Current changes in heart allocation were not included in the paper. It is speculated though that the new allocation system favors the use of short-term devices as BTT. Early analyses show an increase in temporary MCS device use and possible worse posttransplant clinical outcomes.25,27 Although temporary MCS is historically associated with permanent hospitalization, the costs per patient likely exceed by far the amount calculated here for LVAD therapy. More data under the new allocation rules are needed.

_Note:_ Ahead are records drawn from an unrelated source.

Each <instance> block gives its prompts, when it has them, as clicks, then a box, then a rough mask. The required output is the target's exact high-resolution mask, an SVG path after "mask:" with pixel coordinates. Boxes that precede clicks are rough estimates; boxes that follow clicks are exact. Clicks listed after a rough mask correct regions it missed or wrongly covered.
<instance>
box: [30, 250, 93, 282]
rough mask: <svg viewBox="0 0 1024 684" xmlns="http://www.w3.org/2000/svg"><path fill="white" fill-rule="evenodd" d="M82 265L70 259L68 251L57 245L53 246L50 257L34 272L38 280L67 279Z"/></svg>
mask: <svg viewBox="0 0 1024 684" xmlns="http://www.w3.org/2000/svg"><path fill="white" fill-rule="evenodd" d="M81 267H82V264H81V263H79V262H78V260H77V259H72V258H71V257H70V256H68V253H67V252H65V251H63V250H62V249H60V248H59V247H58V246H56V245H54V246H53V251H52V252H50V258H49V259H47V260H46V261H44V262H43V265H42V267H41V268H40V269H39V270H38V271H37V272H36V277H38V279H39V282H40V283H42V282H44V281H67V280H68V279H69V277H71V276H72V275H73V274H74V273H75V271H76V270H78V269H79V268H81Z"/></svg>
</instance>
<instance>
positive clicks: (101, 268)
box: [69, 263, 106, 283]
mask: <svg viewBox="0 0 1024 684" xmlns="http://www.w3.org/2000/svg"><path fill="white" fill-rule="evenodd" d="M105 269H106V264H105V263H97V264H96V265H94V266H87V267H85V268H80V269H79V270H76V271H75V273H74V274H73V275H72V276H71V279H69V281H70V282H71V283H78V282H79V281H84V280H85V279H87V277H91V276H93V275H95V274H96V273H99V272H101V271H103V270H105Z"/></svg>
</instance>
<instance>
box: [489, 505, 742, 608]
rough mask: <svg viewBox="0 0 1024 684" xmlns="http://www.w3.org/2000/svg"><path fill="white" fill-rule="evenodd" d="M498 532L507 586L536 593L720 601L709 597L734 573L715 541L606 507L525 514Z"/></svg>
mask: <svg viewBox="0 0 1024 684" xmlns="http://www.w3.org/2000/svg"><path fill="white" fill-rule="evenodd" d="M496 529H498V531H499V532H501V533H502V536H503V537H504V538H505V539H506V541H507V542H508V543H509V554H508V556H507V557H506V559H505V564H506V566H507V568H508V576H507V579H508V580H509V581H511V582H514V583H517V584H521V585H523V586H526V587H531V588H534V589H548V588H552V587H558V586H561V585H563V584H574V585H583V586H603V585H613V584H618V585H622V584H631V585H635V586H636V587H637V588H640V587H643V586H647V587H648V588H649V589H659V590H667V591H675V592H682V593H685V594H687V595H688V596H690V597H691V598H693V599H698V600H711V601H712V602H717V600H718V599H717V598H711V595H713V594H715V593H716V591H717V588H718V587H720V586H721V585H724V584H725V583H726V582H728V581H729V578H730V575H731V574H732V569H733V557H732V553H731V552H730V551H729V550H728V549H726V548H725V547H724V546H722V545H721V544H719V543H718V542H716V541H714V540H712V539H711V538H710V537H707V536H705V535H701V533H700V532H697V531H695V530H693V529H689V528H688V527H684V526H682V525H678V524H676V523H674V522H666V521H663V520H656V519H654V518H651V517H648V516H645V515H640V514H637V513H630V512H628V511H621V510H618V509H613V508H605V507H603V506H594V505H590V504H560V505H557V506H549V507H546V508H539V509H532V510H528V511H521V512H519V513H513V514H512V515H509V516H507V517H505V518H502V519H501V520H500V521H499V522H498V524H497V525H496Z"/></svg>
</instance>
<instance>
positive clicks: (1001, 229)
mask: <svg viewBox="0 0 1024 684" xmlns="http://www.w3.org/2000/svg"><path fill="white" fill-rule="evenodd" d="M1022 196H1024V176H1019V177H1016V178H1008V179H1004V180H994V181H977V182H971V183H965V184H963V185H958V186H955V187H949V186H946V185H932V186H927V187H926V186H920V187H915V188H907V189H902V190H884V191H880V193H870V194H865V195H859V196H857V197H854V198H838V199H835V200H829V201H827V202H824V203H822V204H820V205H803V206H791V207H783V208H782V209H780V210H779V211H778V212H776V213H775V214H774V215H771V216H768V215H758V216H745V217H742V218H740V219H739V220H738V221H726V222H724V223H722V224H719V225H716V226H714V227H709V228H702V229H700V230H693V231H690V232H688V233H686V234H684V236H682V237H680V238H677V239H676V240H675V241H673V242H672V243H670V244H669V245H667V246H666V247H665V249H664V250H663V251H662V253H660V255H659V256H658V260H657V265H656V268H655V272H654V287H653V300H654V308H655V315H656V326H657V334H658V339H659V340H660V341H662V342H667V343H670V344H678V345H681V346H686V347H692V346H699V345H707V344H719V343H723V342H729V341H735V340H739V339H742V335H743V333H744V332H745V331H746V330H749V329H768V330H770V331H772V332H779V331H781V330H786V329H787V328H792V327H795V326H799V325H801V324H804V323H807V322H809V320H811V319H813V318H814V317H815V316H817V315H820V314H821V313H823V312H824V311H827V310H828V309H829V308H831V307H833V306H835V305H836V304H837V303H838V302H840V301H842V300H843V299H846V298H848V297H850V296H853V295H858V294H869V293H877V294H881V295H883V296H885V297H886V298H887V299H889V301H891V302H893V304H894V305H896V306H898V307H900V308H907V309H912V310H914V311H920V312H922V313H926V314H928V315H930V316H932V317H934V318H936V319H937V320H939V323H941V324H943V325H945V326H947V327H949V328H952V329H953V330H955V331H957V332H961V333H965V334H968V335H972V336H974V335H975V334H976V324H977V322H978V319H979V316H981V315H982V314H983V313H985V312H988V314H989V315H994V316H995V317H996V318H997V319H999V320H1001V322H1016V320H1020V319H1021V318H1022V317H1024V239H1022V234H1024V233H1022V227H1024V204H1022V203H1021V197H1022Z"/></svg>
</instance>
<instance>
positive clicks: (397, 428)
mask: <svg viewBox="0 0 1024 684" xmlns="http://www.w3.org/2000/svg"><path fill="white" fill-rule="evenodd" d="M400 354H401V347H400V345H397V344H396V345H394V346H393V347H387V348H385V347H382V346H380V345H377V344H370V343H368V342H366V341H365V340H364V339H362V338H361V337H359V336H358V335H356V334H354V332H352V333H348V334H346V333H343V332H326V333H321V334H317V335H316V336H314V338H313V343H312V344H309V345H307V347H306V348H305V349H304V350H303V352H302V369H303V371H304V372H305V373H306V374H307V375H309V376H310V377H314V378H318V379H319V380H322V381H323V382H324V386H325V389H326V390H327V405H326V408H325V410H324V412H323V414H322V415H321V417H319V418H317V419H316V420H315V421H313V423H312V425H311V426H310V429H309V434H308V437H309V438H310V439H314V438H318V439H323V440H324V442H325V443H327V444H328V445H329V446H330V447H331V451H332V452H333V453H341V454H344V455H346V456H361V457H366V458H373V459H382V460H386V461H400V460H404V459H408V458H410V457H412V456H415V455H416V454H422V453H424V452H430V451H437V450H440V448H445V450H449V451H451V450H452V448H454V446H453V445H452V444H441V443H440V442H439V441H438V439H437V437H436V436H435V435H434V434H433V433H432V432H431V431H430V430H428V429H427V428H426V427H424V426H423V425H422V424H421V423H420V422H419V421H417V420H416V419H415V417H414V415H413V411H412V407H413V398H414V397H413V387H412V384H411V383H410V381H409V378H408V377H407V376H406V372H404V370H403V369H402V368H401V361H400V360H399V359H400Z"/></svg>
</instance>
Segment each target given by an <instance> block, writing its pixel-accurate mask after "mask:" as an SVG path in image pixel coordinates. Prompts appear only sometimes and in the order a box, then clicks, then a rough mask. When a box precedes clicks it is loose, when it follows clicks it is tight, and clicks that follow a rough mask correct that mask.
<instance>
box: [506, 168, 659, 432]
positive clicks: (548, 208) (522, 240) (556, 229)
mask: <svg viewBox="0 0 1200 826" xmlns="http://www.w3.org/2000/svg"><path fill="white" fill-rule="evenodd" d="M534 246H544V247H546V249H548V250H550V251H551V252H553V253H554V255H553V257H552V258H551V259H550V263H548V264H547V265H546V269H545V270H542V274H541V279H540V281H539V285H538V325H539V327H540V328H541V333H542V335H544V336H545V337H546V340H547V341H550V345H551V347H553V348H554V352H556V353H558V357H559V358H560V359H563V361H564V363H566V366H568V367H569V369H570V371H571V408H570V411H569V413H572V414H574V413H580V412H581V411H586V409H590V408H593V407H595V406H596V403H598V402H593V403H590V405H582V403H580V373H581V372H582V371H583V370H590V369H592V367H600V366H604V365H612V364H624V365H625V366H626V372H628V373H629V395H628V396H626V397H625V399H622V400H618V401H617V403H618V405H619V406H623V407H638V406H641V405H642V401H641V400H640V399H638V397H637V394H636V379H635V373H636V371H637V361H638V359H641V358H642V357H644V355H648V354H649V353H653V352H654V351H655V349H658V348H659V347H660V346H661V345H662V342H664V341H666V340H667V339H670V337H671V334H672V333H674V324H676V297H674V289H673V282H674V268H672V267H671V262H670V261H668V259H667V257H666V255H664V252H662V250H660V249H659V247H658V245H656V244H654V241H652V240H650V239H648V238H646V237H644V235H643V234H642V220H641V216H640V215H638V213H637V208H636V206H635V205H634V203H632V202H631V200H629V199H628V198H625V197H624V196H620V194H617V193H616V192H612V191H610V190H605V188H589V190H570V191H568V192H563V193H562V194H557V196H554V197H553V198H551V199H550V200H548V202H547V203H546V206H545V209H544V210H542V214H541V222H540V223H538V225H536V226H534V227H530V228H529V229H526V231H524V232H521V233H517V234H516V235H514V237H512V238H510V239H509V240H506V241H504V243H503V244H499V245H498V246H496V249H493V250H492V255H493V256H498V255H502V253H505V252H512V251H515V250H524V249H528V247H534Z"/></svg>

In this study, the cost-effectiveness of thoracotomy as an implantation strategy for a centrifugal LVAD was assessed for the first time. Progress in surgical technique as well as patient management led to greatly improved outcomes. The results show that thoracotomy BTT VAD is a cost-effective strategy. From the standpoint of survival, as well as an economic point of view, there is strong evidence to use durable LVADs as the default BTT strategy in properly selected advanced HF patients.
ACKNOWLEDGMENT
The authors would like to acknowledge Mary V. Jacoski and Alexandra Dedrick of Medtronic for their support in this project.
Supplementary Material
Footnotes
Supplemental digital content is available for this article. Direct URL citations appear in the printed text, and links to the digital files are provided in the HTML and PDF versions of this article on the journal’s Web site (www.asaiojournal.com).
LATERAL, ADVANCE, ENDURANCE and ENDURANCE Supplemental (ClinicalTrials.gov Registration Numbers NCT02268942, NCT00751972, NCT01166347, NCT01966458) and this analysis were funded by Medtronic. Dr. Mahr is a consultant and investigator for Medtronic, Abbott and Abiomed, Syncardia and consultant for Carmat. Dr. Silvestry is a consultant for Medtronic and Abbott. Dr. McGee is a surgical proctor for Medtronic. Dr. Cheung is a consultant and investigator for Medtronic. Dr. Mokadam is a consultant and investigator for Medtronic, Abbott, Syncardia, and consultant for Carmat. Dr. Strueber is a consultant for Medtronic. Dr. Danter is a consultant and investigator for Medtronic, Abbott, and Atricure. Dr. Levy is a consultant for Medtronic and Abbott. Mrs. Beckman is a consultant for Medtronic, Abbott, Abiomed, and Syncardia. Damian May, Eleni Ismyrloglou, and Stelios Tsintzos are employed by Medtronic. Dr. Slaughter has no relationship with the industry.